Moody’s Investors Service downgraded Wenatchee, Wash.’s unlimited-tax general obligation bond rating to Ba2 from A3 on Monday because the city will allow a local events center to default on debt the city agreed to back.
Moody’s also cut the city’s limited-tax rating to B2 from Baa2. It said the downgrades are a result of the city’s “lack of willingness” to avert an expected default on June 1 under a contingent loan agreement the city has for interest payments on $36 million of bond anticipation notes issued by the Greater Wenatchee Regional Events Center Public Facilities District.
Moody’s said the city’s inability to honor its agreement constitutes a default “on all parity obligations,” including Wenatchee’s $6.4 million of outstanding limited-tax bonds.

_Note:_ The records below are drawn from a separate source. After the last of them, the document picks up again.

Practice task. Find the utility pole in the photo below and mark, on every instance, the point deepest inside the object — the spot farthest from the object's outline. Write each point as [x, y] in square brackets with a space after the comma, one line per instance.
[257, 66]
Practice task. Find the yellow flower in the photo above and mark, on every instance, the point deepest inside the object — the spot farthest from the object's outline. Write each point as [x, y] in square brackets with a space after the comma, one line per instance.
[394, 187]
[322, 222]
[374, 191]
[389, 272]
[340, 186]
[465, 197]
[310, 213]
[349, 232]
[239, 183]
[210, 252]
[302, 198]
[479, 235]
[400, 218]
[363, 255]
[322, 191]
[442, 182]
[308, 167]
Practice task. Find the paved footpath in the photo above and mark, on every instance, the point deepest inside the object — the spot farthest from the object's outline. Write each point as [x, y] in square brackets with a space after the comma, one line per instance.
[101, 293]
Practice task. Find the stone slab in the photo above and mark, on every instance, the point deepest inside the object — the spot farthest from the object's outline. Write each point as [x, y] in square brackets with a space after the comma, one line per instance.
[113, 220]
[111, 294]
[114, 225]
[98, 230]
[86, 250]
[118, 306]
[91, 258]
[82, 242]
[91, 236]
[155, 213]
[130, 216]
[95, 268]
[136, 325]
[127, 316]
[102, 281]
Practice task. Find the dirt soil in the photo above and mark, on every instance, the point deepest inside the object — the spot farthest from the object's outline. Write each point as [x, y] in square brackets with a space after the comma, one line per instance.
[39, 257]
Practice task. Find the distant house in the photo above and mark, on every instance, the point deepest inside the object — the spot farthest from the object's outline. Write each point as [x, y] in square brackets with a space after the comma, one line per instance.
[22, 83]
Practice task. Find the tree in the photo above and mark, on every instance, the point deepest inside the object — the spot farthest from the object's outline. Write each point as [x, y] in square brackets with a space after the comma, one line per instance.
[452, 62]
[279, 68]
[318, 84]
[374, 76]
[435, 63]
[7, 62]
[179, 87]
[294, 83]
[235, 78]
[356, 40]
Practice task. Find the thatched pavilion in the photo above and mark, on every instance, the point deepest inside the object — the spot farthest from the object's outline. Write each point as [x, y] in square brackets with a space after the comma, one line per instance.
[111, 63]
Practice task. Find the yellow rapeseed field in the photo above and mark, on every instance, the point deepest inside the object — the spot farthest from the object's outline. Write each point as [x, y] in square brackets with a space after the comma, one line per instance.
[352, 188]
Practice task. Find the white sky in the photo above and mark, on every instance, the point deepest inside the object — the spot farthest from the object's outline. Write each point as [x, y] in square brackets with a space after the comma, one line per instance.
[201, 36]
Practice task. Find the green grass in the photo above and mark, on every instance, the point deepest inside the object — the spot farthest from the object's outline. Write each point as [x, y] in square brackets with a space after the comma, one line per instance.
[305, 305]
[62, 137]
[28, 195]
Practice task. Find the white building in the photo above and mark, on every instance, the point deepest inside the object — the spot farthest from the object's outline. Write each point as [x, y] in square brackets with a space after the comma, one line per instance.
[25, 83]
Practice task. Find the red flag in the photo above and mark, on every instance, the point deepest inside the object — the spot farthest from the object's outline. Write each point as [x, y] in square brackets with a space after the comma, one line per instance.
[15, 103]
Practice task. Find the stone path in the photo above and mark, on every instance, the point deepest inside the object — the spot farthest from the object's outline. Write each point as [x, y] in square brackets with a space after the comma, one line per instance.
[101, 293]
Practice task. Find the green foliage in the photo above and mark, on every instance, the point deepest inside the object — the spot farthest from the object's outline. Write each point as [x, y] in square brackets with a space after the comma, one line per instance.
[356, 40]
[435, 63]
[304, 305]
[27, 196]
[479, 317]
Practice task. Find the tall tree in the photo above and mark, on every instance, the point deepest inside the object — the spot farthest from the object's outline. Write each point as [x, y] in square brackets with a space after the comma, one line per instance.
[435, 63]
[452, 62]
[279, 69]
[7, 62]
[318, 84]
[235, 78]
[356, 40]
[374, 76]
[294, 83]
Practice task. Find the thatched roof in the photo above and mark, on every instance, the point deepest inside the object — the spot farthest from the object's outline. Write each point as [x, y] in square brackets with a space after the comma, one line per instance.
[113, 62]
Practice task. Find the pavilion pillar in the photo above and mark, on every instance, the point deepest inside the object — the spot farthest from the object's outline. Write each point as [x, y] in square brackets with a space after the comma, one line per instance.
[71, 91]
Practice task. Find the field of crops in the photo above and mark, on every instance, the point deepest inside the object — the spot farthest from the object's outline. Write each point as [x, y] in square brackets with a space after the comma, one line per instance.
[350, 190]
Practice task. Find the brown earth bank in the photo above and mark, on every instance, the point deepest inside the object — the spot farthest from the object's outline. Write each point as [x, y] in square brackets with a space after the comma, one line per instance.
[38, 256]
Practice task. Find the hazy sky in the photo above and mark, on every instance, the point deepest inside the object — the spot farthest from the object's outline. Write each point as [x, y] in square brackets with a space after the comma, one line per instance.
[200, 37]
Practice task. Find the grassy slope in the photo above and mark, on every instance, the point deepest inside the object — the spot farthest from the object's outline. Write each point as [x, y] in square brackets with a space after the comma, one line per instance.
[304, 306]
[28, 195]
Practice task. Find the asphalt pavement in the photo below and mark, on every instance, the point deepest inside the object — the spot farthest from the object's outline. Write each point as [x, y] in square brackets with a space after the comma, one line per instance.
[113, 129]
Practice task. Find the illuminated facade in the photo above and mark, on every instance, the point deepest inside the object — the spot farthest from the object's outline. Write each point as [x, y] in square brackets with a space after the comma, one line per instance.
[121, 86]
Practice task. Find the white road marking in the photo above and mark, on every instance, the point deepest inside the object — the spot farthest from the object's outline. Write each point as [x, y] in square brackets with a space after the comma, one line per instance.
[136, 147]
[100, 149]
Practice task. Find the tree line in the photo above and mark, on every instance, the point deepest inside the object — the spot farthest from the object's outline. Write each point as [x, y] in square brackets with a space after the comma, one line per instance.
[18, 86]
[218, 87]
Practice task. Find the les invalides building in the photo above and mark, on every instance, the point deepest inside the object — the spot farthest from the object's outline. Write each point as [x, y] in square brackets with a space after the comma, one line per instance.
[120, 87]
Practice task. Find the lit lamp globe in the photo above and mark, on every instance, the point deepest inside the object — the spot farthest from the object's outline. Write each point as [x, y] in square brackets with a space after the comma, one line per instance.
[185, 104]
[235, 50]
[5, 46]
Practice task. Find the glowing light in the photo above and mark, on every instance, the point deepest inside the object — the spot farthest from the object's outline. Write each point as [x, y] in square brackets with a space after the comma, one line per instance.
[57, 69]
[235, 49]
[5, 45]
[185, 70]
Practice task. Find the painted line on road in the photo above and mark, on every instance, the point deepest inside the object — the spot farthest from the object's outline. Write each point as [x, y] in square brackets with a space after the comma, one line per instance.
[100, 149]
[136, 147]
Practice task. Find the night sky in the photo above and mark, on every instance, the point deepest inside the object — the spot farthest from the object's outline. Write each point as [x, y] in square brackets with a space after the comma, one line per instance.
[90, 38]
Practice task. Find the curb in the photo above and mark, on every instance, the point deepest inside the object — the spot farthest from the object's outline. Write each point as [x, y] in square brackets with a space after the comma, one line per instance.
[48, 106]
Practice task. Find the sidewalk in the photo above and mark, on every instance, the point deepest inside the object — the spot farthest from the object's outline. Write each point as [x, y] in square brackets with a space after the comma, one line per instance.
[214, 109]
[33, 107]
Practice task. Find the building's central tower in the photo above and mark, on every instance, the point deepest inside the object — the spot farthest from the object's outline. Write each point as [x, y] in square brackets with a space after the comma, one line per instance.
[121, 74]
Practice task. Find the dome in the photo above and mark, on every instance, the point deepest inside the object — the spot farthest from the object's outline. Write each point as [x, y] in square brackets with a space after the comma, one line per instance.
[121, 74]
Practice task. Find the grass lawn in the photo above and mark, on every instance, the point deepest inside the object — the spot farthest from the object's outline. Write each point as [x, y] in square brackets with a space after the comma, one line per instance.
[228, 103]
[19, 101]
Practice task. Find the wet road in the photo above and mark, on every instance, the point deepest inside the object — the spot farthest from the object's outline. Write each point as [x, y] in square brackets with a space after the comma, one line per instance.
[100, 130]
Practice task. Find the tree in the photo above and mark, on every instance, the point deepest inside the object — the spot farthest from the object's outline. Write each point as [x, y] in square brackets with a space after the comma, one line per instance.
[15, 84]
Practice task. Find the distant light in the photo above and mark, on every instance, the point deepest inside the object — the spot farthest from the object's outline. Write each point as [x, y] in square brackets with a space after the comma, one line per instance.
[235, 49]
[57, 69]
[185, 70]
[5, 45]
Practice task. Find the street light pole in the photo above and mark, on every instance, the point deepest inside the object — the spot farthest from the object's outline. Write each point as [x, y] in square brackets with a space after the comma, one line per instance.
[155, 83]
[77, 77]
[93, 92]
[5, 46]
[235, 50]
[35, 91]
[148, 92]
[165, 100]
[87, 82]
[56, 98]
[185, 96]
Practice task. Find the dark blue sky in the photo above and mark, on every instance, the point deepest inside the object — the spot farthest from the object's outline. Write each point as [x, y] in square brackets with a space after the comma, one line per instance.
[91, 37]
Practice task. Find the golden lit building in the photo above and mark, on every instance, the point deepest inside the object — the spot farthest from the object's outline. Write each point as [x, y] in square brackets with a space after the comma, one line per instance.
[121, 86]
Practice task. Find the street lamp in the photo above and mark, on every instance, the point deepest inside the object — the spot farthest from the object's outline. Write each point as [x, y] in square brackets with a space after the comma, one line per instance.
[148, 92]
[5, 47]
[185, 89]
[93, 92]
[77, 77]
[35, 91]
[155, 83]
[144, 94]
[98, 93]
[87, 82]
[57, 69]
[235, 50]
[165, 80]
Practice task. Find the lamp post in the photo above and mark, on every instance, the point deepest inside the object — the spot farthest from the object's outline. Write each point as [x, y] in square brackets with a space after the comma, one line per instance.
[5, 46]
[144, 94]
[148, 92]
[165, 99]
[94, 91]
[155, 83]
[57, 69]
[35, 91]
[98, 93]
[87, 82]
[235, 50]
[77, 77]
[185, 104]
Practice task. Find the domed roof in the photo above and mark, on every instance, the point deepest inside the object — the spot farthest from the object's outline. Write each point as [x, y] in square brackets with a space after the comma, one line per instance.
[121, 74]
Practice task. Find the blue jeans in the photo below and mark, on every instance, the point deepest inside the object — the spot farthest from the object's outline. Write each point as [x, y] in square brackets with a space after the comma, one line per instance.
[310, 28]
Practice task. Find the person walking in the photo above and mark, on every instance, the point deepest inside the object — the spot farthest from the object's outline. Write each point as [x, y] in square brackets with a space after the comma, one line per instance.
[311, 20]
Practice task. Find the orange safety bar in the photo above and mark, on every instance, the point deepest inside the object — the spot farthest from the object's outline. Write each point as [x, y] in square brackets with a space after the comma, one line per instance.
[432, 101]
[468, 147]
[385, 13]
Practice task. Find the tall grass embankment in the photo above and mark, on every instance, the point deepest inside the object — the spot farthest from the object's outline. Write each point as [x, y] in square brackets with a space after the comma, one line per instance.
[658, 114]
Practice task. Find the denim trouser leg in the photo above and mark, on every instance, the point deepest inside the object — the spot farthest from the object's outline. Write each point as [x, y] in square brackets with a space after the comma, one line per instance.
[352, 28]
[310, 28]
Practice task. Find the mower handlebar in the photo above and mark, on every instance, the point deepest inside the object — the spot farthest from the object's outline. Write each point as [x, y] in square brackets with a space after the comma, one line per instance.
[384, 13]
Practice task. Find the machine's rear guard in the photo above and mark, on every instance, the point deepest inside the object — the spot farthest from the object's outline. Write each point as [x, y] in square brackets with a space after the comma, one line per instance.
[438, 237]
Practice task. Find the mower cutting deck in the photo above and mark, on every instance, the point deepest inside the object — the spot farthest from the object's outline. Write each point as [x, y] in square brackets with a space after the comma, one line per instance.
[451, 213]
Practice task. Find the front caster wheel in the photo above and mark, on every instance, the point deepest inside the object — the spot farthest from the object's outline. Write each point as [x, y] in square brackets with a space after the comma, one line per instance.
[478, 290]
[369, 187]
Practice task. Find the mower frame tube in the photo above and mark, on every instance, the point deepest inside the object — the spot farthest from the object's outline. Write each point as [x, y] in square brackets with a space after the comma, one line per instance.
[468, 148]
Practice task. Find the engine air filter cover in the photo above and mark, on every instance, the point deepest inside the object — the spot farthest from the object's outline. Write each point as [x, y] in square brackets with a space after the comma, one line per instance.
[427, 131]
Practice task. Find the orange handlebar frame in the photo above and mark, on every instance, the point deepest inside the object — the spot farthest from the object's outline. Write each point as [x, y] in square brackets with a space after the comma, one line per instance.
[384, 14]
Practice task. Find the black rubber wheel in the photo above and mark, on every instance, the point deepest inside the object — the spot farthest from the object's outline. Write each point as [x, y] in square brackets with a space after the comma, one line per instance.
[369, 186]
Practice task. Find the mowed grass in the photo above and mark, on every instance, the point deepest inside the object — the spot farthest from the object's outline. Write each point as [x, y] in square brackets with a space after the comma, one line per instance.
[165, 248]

Wenatchee also has 2.9 million of unlimited-tax debt.
“Post-default recovery is expected to be less than 100%, although the city plans to make timely payments on its $6.4 million of outstanding limited-tax bonds,” Moody’s said in the report.
Analysts kept the rating on review for further downgrade.
The district, which was formed in 2006 to build and operate the Toyota Town Center arena in Wenatchee, defaulted on $42 million of bond anticipation notes upon their Dec. 1 maturity because they lacked the money or means to pay them off.
The default followed failed rescue attempts by the city and the state of Washington.
In a filing with the Municipal Securities Rulemaking Board, the district said it had provided a notice at the end of last month as required by the agreement asking the city for nearly $1 million to make the June 1 payment.
Wenatchee Mayor Frank Kuntz said in a letter to the district that the city did not have enough money to make the loan.
“Effort to resolve the default of the PFD notes are now underway,” Kuntz said.
Kuntz said that the city has raised its sales tax by 0.2% and the Public Facilities District has imposed a 0.1% sales tax, which he said will be used “to work toward resolving the default.”
In 2008 the district issued three series of notes — $5 million of limited sales tax Bans, and $5.5 million and $31 million of revenue and special tax Bans.
Standard & Poor’s has downgraded the district’s notes’ short-term rating to D from SP-3.
It also dropped the city’s long-term and underlying rating to BBB from A-minus.